Aucune des parties n'a pu manger à part peut-être une barre chocolatée du distributeur situé dans la salle des pas perdus. La présidente Ulrika Delaunay-Weiss nous débriefe alors cet après-midi "marathon" : "À la fin, j'ai vu des avocats bailler, des collègues lutter pour se concentrer. On est des êtres humains, on a des rythmes biologiques à respecter. Je ne parle même pas du dernier prévenu, qui avait été extrait de sa cellule ce matin et est resté toute la journée au dépôt. Cette situation n'est satisfaisante pour personne. Depuis novembre on s'est engagés à ne plus faire déborder nos audiences au-delà de 21 heures, à signifier à nos responsables qu'après cette heure nous sommes en 'impossibilité de faire'. Ça pourrait être un moyen d'action pour dénoncer la surcharge des audiences. Mais ça n'est que de la théorie. Nous sommes consciencieux, ce soir nous avons voulu terminer."

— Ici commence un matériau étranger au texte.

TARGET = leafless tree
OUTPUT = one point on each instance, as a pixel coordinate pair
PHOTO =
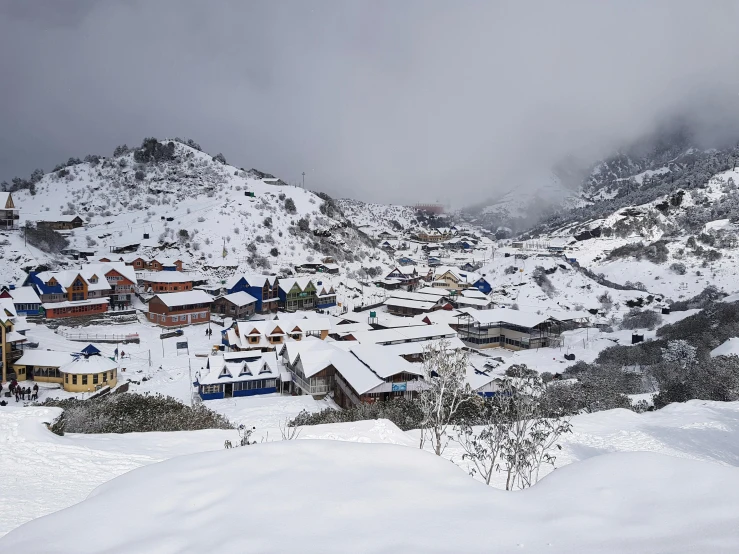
(444, 372)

"Chacun prend sur soi. On tient grâce à l'adrénaline. Puis une fois rentrés à la maison, on souffle, on s'allonge et le corps lâche."

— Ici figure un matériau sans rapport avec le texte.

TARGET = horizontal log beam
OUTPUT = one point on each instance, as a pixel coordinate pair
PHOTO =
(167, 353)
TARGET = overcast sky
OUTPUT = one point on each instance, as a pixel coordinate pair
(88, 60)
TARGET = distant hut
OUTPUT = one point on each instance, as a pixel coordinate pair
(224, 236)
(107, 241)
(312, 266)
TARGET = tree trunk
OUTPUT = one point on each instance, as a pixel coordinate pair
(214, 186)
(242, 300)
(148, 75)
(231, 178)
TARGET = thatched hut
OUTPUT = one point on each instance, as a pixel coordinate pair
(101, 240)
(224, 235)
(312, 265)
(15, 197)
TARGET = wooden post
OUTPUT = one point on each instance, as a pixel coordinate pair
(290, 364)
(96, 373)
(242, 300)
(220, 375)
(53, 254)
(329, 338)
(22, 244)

Ulrika Delaunay-Weiss, juge

à franceinfo

Nous sommes aussi allés voir dans la même juridiction si la justice civile – par opposition à la justice pénale – était aussi mal lotie. Cette justice-là ne fait pas la une des journaux et pourtant elle représente l'essentiel des jugements rendus. On parle là de contentieux, de placements sous tutelle, des affaires familiales. Exemple d'une matinée d'audience au tribunal de proximité de Boulogne-Billancourt. La salle est noire de monde. Près de 50 dossiers se succèdent en un peu plus de trois heures. Cette fois, la juge est seule et ne peut consacrer plus de quelques minutes à chaque litiges.

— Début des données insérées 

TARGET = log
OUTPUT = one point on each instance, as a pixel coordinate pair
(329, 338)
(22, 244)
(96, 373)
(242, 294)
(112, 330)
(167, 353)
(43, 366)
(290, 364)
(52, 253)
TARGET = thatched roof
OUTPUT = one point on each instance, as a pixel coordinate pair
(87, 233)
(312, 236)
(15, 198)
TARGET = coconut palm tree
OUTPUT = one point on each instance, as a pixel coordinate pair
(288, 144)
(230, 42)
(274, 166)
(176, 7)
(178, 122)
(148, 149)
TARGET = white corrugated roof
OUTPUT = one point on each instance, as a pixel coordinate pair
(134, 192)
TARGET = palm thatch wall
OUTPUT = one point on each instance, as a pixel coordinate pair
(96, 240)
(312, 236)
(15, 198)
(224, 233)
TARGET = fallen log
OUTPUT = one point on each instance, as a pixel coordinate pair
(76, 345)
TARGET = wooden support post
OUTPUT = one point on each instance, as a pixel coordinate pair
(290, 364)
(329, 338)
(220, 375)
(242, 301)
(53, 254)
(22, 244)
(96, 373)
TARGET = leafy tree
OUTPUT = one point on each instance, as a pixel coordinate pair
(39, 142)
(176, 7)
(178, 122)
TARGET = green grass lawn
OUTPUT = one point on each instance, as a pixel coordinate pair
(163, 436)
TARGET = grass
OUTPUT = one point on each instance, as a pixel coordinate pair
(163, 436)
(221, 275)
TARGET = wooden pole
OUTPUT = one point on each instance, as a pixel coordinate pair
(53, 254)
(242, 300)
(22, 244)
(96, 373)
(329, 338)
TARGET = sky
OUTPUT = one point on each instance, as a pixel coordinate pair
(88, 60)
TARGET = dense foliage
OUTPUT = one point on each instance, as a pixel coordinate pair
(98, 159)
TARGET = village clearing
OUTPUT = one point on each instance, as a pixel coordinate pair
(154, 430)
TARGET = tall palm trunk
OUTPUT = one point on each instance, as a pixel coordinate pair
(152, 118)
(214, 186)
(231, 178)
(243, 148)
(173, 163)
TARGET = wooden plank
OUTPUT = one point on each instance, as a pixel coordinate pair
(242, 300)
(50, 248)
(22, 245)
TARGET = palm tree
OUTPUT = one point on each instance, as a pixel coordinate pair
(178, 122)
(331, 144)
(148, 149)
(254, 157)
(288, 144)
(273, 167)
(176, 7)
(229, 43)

Maître Jean-Claude Bertaux représente une vieille dame propriétaire d'un studio. Le loyer de 600 euros est quasiment son seul revenu. Le locataire ne paye plus depuis 15 mois : "Nous avons assigné en juin dernier. Et c'est seulement aujourd'hui que nous arrivons devant un juge. Et même si elle fait preuve du plus grand sérieux, elle doit expédier les dossiers. Ça n'est pas sérieux. Il y a une détresse derrière. Ces délais pour obtenir que son problème soit examiné ne sont pas normaux. Et ensuite, il faut encore faire appliquer les décisions. Là, ça peut prendre des années", se désespère l'avocat.

Nous cueillons à la sortie de cette audience la juge qui a géré les 50 dossiers. Audrey Goubil, la trentaine. Elle est épuisée, après sa performance.

"Les gens arrivent devant nous, le dossier qu'on examine c'est pour eux le dossier de leur vie. Il faut les comprendre et en même temps, on n'a pas d'autre choix que de les recadrer, les couper, les obliger à synthétiser car il faut tous les voir."

Audrey Goubil, juge

à franceinfo

"Et ensuite après l'audience, je dois encore trancher les litiges, rédiger mes décisions, poursuit la juge. Tout cela s'ajoute à ma mission de juge des tutelles que j'exerce d'autres jours. Il arrive certains week-ends que je sois aussi juge des libertés et de la détention. Je siège la semaine prochaine également aux assises. C'est une polyvalence à laquelle on tient mais la charge de travail est monstre", commente la jeune femme. "J'ai deux jeunes enfants et chaque soir, une fois que je les ai endormis, la première chose que je fais est de rouvrir mes dossiers. Nos conjoints pallient cet investissement énorme. Certains collègues craquent", raconte Audrey Goubil.

Le sentiment est clairement que l'institution paupérisée, surchargée, résiste grâce à la patience des justiciables et au dévouement de ses agents. La conférence des présidents de tribunaux a récemment estimé qu'il faudrait augmenter de 35% les effectifs pour un fonctionnement correct. Le budget de la Justice a beau avoir été réévalué comme jamais depuis 2017, et même de 8% en 2021, l'effort reste insuffisant étant donné le retard accumulé depuis plusieurs décennies. Emmanuel Macron promet la création de 1 000 postes de magistrats d'ici cinq ans. Marine Le Pen en promet 7 000.